I magistrati, scemati ogni giorno, e sempre più smarriti e confusi, tutta, per
dir così, quella poca risoluzione di cui eran capaci, l'impiegarono a cercar di
questi untori. Tra le carte del tempo della peste, che si conservano
nell'archivio nominato di sopra, c'è una lettera (senza alcun altro documento
relativo) in cui il gran cancelliere informa, sul serio e con gran premura, il
governatore d'aver ricevuto un avviso che, in una casa di campagna de' fratelli
Girolamo e Giulio Monti, gentiluomini milanesi, si componeva veleno in tanta
quantità, che quaranta uomini erano occupati en este exercicio, con l'assistenza
di quattro cavalieri bresciani, i quali facevano venir materiali dal veneziano,
para la fábrica del veneno. Soggiunge che lui aveva preso, in gran segreto, i
concerti necessari per mandar là il podestà di Milano e l'auditore della Sanità,
con trenta soldati di cavalleria; che pur troppo uno de' fratelli era stato
avvertito a tempo per poter trafugare gl'indizi del delitto, e probabilmente
dall'auditor medesimo, suo amico; e che questo trovava delle scuse per non
partire; ma che non ostante, il podestà co' soldati era andato a reconocer la
casa, y a ver si hallará algunos vestigios, e prendere informazioni, e arrestar
tutti quelli che fossero incolpati.
La cosa dové finire in nulla, giacché gli scritti del tempo che parlano de'
sospetti che c'eran su que' gentiluomini, non citano alcun fatto. Ma pur troppo,
in un'altra occasione, si credé d'aver trovato.
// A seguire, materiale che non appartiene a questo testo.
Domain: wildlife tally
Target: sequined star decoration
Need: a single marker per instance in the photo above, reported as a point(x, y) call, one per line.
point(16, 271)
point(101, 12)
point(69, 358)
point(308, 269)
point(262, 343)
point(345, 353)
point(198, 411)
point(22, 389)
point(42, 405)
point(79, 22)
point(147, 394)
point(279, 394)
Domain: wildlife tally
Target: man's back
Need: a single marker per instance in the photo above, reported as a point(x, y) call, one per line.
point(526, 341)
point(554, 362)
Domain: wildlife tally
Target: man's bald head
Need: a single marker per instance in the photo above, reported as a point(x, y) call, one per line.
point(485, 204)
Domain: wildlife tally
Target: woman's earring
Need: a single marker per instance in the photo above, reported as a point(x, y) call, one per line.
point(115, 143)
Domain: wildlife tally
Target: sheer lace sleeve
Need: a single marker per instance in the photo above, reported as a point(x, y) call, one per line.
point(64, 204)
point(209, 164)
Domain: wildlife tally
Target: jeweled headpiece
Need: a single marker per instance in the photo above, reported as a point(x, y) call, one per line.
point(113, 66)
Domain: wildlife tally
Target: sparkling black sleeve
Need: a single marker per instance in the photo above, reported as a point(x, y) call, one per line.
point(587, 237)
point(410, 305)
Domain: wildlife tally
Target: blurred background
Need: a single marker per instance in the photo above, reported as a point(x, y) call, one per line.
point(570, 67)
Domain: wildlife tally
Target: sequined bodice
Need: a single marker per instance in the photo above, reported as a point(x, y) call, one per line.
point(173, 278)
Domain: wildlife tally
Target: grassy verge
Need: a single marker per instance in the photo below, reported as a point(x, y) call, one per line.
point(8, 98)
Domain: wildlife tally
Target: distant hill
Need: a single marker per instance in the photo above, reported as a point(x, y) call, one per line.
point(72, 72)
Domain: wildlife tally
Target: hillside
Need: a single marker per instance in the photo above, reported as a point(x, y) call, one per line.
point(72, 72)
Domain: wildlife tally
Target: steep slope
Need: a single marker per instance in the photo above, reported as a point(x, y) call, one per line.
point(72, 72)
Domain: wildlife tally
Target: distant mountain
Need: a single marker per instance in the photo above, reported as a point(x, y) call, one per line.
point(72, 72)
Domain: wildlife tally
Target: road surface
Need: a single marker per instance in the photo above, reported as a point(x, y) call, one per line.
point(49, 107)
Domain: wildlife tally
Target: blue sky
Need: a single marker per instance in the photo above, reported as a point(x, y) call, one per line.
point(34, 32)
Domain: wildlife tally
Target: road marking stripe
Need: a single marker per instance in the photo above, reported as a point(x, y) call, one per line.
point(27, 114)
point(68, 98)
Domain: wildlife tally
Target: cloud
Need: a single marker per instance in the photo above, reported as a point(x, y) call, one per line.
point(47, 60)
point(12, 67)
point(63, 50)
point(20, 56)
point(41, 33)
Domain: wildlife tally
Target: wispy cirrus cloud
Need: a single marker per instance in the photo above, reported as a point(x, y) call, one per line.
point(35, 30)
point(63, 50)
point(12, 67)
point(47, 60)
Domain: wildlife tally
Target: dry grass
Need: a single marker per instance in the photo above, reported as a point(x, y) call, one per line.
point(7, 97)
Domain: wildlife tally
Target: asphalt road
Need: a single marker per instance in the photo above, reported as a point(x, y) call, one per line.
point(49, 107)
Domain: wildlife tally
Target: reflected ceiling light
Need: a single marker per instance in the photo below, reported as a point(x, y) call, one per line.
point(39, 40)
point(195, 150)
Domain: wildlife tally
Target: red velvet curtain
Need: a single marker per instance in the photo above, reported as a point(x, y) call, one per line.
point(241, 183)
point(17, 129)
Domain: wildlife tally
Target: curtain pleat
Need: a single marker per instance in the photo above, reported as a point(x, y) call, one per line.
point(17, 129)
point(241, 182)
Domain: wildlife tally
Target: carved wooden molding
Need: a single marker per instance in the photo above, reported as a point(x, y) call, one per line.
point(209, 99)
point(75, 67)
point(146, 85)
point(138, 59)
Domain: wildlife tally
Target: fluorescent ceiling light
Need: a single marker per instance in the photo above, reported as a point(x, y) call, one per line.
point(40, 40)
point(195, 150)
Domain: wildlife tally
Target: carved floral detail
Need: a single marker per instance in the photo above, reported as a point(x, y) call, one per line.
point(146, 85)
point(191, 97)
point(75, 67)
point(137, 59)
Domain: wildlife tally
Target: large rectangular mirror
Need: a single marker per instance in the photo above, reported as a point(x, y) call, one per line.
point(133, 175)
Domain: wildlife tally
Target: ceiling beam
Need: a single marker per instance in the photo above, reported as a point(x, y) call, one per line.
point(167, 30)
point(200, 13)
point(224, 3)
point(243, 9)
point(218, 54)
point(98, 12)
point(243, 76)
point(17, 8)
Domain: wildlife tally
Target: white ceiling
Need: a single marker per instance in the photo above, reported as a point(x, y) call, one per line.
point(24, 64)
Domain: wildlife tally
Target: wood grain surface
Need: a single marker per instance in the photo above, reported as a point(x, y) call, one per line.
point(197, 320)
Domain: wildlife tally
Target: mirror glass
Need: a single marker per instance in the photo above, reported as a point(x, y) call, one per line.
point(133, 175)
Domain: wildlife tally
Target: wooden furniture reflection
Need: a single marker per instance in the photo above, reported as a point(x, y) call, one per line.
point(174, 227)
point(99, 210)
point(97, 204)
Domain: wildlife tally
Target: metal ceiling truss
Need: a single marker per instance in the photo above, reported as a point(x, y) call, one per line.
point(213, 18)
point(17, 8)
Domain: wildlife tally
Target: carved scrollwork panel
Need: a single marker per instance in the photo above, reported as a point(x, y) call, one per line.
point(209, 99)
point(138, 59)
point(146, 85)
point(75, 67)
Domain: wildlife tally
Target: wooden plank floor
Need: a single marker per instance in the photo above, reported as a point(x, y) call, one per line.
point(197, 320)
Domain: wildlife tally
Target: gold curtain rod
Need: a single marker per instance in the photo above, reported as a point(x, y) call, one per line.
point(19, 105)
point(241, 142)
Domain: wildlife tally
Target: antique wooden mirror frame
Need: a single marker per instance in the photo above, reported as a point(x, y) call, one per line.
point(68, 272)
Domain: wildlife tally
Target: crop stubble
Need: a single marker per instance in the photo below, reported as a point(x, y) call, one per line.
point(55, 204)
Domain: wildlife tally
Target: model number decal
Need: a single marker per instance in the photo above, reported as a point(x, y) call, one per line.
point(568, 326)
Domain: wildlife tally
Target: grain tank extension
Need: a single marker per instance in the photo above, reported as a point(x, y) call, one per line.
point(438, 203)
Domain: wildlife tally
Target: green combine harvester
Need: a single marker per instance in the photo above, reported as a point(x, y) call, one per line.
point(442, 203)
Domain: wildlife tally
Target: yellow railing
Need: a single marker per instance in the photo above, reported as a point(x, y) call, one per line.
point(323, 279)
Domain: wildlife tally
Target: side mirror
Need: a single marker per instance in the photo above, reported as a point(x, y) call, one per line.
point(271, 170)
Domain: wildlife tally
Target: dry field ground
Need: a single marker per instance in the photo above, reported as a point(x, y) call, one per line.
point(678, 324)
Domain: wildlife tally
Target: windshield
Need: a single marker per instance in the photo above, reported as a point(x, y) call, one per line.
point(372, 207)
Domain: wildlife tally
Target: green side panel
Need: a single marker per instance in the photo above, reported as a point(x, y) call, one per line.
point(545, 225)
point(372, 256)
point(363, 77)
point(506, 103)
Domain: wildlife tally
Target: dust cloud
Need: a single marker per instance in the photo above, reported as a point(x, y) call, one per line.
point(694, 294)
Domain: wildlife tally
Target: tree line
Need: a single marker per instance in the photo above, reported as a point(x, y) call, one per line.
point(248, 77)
I processi che ne vennero in conseguenza, non eran certamente i primi d'un tal
genere: e non si può neppur considerarli come una rarità nella storia della
giurisprudenza. Ché, per tacere dell'antichità, e accennar solo qualcosa de'
tempi più vicini a quello di cui trattiamo, in Palermo, del 1526; in Ginevra,
del 1530, poi del 1545, poi ancora del 1574; in Casal Monferrato, del 1536; in
Padova, del 1555; in Torino, del 1599, e di nuovo, in quel medesim'anno 1630,
furon processati e condannati a supplizi, per lo più atrocissimi, dove
qualcheduno, dove molti infelici, come rei d'aver propagata la peste, con
polveri, o con unguenti, o con malìe, o con tutto ciò insieme. Ma l'affare delle
così dette unzioni di Milano, come fu il più celebre, così è fors'anche il più
osservabile; o, almeno, c'è più campo di farci sopra osservazione, per esserne
rimasti documenti più circostanziati e più autentici. E quantunque uno scrittore
lodato poco sopra se ne sia occupato, pure, essendosi lui proposto, non tanto di
farne propriamente la storia, quanto di cavarne sussidio di ragioni, per un
assunto di maggiore, o certo di più immediata importanza, c'è parso che la
storia potesse esser materia d'un nuovo lavoro. Ma non è cosa da uscirne con
poche parole; e non è qui il luogo di trattarla con l'estensione che merita. E
oltre di ciò, dopo essersi fermato su que' casi, il lettore non si curerebbe più
certamente di conoscere ciò che rimane del nostro racconto. Serbando però a un
altro scritto la storia e l'esame di quelli , torneremo finalmente a' nostri
personaggi, per non lasciarli più, fino alla fine.